Oren wrote:First of all, to make things more clear, I just wanted to make sure you know that anything from POST/GET is a string - I didn't say anything about ole's answer nor did I answer your question - all I was trying to do was to teach you and other people that might not know this (and I've seen such people).
That's ok of course. I appreciate that. I just asked because your comment make it seem like I might have missed something (with the big red letters and all..)
Oren wrote:
Now to your real question, yes you can be sure, and yet I wouldn't do it for several reasons:
1. What if PHP's behavior will change in future versions?
I hope not too much

but you are right.
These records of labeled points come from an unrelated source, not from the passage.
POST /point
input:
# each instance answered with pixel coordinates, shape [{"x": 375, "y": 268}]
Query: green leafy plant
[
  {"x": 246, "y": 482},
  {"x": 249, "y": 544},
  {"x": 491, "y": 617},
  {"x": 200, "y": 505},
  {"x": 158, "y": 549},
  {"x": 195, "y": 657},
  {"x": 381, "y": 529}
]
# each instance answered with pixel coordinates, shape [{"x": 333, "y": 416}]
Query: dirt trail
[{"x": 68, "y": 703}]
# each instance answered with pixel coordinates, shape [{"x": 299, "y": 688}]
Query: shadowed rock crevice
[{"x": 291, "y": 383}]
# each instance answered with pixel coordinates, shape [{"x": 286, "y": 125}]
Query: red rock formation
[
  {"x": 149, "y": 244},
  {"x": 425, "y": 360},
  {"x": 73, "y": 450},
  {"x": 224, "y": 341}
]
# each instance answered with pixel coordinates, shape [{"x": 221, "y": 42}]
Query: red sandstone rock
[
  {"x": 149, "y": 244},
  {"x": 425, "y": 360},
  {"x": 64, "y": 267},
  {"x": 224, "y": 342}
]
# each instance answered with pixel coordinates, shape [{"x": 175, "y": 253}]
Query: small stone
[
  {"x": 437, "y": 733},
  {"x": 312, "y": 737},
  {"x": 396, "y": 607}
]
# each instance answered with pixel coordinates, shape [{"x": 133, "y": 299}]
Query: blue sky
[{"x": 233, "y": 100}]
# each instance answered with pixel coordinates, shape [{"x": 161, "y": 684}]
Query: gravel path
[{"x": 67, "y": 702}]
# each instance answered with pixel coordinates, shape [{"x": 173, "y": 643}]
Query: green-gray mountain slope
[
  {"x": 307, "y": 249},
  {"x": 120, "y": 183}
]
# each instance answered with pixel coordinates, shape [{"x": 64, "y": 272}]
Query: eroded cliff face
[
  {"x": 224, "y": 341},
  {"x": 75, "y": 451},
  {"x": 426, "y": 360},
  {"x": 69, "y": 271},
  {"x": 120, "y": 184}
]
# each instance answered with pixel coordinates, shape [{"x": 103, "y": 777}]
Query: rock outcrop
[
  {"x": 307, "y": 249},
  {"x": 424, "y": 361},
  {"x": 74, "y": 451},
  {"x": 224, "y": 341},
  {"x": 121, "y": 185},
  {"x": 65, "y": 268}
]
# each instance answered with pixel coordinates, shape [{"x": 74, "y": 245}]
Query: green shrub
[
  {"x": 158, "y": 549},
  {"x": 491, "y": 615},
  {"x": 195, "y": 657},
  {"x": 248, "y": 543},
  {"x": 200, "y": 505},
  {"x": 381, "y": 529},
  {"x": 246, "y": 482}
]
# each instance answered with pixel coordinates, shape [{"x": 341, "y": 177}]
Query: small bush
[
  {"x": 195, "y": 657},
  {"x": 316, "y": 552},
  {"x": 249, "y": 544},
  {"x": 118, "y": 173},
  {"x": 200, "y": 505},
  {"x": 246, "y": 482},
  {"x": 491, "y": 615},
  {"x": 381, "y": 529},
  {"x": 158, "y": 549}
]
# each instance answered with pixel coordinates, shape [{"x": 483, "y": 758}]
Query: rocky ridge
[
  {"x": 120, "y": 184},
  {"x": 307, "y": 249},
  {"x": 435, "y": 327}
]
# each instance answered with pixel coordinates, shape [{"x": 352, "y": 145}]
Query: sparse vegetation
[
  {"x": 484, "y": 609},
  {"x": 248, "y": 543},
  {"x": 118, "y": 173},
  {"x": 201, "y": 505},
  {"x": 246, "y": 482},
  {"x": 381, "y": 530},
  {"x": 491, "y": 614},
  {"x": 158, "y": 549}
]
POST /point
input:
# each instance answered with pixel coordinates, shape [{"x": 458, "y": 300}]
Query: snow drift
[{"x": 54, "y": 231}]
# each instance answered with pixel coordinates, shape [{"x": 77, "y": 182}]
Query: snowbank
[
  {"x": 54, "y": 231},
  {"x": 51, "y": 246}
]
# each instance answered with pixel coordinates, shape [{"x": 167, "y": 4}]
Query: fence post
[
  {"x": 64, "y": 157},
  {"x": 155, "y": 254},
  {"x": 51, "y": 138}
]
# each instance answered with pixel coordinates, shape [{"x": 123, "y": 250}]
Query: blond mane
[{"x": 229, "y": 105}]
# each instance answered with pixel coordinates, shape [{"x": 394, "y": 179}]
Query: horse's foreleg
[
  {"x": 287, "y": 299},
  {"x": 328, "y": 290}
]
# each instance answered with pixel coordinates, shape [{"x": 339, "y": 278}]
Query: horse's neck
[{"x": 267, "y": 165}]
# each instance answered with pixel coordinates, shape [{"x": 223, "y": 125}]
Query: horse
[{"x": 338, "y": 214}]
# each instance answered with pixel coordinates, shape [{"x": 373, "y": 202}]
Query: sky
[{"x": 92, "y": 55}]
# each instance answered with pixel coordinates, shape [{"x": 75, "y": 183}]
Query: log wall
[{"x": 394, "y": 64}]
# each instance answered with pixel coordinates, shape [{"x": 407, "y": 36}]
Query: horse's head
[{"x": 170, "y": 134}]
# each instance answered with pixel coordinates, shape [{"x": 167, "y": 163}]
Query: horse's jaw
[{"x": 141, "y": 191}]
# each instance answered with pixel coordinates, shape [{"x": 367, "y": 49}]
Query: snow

Defense in depth.
Oren wrote:
2. I would sanitize any data which comes from the user first, and only then I would validate/check it (and yes, there is a different between the two).
I'm not sure I agree on this one. At least not in every situation. Normally, especially when it comes to form processing I don't want to sanitize the data, but instead validate the data and return a (friendly) error message when someone posts the wrong data. If someone registers on a forum and enters his username as somedude12! I wouldn't want to strip out the 12! without letting that user now.
However, in this specific case I use $_GET['id'] to page through several photo's. In that case I don't mind an id of '1abctest' being sanitized (by casting) to 1. But maybe we mean the same things but use the definitions differently.
Oren wrote:
3. Some people will argue, but I believe in "Better safe than sorry" - even in places where I myself believe it's not necessary to do X, Y and Z, I still do them as long as it doesn't require too much extra resources from the machine.
You are absolutely correct. So would you do it like this:
Code: Select all
<?php
$index = isset($_GET["id"]) ? (int)$_GET["id"]-1 : 0;
?>
Or is that synthetically wrong?
But even if I use several layers of security, I still want to be sure
each layer on it's own is doing what I think it should do. Therefore these questions. Thanks for your input.